Dans l’affaire C-601/24, la Cour de justice de l’Union européenne est saisie d’une demande de décision préjudicielle introduite par une juridiction polonaise dans le cadre de poursuites pénales engagées contre un ressortissant ukrainien ayant introduit en Pologne, sans permis d’importation, plusieurs boîtes de comprimés contenant un extrait d’hippocampe japonais, une espèce protégée au titre du règlement n° 338/97 relatif à la protection des espèces de faune et de flore sauvages par le contrôle de leur commerce.
Le prévenu avait acheté ces comprimés légalement en Ukraine dans une pharmacie et les avait importés pour ses besoins thérapeutiques personnels ou ceux d’un proche. Les autorités polonaises estimaient toutefois que cette importation constituait une infraction pénale punissable d’une peine d’emprisonnement.
La juridiction nationale a demandé à la Cour si un médicament contenant un extrait d’hippocampe japonais pouvait être considéré comme un « spécimen » au sens du règlement n° 338/97, si un tel produit pouvait relever de la notion d’« effets personnels ou domestiques » et si le droit de l’Union autorisait l’application de sanctions pénales dans une telle situation.
La Cour rappelle d’abord que le règlement n° 338/97 met en œuvre dans l’Union européenne la convention CITES, laquelle vise à garantir que le commerce international des espèces protégées ne compromette pas leur conservation.

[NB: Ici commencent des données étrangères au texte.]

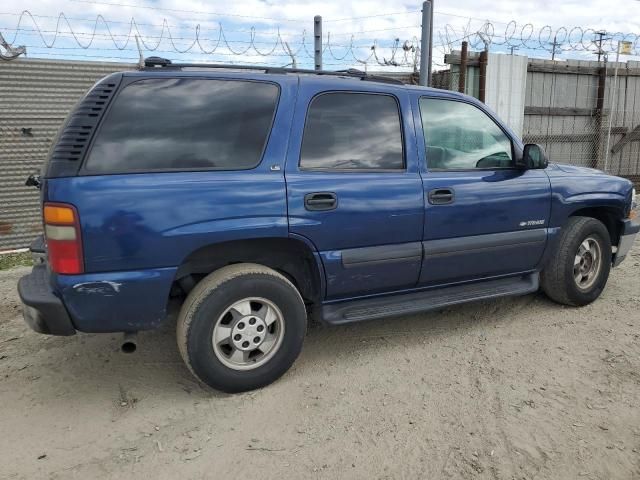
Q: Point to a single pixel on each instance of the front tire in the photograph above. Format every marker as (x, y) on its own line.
(241, 327)
(578, 269)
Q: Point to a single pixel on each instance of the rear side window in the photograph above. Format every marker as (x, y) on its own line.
(352, 131)
(461, 136)
(182, 123)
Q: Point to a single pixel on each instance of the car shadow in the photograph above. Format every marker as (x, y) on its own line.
(92, 364)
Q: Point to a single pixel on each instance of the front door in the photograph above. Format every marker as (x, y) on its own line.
(483, 217)
(353, 186)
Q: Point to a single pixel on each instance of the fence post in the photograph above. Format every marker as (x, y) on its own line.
(484, 59)
(317, 41)
(602, 83)
(464, 53)
(425, 44)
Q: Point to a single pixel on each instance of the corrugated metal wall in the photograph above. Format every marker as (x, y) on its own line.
(35, 97)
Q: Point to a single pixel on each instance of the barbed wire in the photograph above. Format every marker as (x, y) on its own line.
(395, 54)
(527, 37)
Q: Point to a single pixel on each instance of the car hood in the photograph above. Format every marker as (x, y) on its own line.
(576, 170)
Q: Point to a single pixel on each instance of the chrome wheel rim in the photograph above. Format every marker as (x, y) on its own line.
(248, 333)
(587, 263)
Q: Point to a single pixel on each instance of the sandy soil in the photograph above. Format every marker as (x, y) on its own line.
(516, 388)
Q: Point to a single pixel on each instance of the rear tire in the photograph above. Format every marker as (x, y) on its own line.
(578, 269)
(241, 327)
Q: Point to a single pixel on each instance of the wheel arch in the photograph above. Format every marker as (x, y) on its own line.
(609, 215)
(294, 258)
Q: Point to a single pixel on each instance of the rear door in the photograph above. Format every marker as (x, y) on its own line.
(483, 216)
(353, 186)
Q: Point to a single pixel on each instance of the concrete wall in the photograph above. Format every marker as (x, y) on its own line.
(35, 97)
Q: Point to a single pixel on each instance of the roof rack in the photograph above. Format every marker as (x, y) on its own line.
(152, 63)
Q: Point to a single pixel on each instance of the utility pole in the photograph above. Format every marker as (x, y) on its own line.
(425, 45)
(317, 41)
(601, 35)
(554, 45)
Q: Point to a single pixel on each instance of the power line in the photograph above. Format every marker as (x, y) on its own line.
(177, 10)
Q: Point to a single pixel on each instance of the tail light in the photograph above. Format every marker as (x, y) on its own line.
(64, 244)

S’agissant de la notion de « spécimen », la Cour relève que l’article 2, sous t), du règlement adopte une définition très large. Celle-ci couvre non seulement les animaux et les plantes protégés, mais également toute partie ou tout produit obtenu à partir de ceux-ci, même lorsqu’ils sont incorporés dans d’autres marchandises.
La Cour souligne qu’une interprétation restrictive de cette notion risquerait de compromettre les objectifs de protection poursuivis par le règlement en permettant à certains produits dérivés d’espèces protégées d’échapper aux contrôles prévus lors de leur importation dans l’Union.
En l’espèce, les comprimés litigieux contenaient un extrait d’hippocampe japonais appartenant au genre Hippocampus, lequel figure à l’annexe B du règlement. Dès lors, cette préparation constitue un « spécimen » au sens du droit de l’Union.
La Cour précise également que la qualification éventuelle du produit comme médicament au sens de la directive 2001/83 n’a aucune incidence sur cette conclusion. Aucune disposition du règlement n’exclut les médicaments de son champ d’application lorsqu’ils contiennent des éléments issus d’espèces protégées.
La Cour examine ensuite la notion d’« effets personnels ou domestiques », qui permet de bénéficier d’une dérogation aux formalités d’importation normalement applicables aux spécimens protégés.
Elle rappelle que cette dérogation vise les biens appartenant à un particulier et destinés à un usage personnel, pour autant qu’ils ne poursuivent aucune finalité commerciale. L’absence de but lucratif constitue ainsi le critère essentiel permettant de bénéficier de cette exception.
Selon la Cour, une préparation contenant un extrait d’hippocampe japonais, acquise légalement dans un pays tiers et introduite dans l’Union pour les besoins thérapeutiques propres d’un particulier ou ceux d’un proche, peut relever de la notion d’« effets personnels ou domestiques ».
Toutefois, l’application de cette dérogation demeure subordonnée au respect des conditions prévues par l’article 57 du règlement n° 865/2006, notamment celles relatives au transport dans les bagages personnels du voyageur ou au transfert de résidence. Il appartient à la juridiction nationale de vérifier si ces conditions sont effectivement réunies.
La Cour précise également que la dérogation spécifique dispensant de document de réexportation pour l’introduction de quatre hippocampes morts au maximum ne s’applique pas à des comprimés contenant un extrait d’hippocampe. Cette exception doit être interprétée strictement et vise uniquement les spécimens morts eux-mêmes.
Concernant enfin les sanctions pénales, la Cour rappelle que l’article 16 du règlement n° 338/97 impose aux États membres de sanctionner les infractions aux règles de protection des espèces, sans exclure le recours à des sanctions pénales lorsque celles-ci sont proportionnées à la gravité des faits.
La Cour conclut que des sanctions pénales ne peuvent être infligées lorsque l’importation relève de la dérogation applicable aux effets personnels ou domestiques. En revanche, lorsque les conditions de cette dérogation ne sont pas remplies, les États membres peuvent prévoir des sanctions pénales, à condition qu’elles respectent le principe de proportionnalité.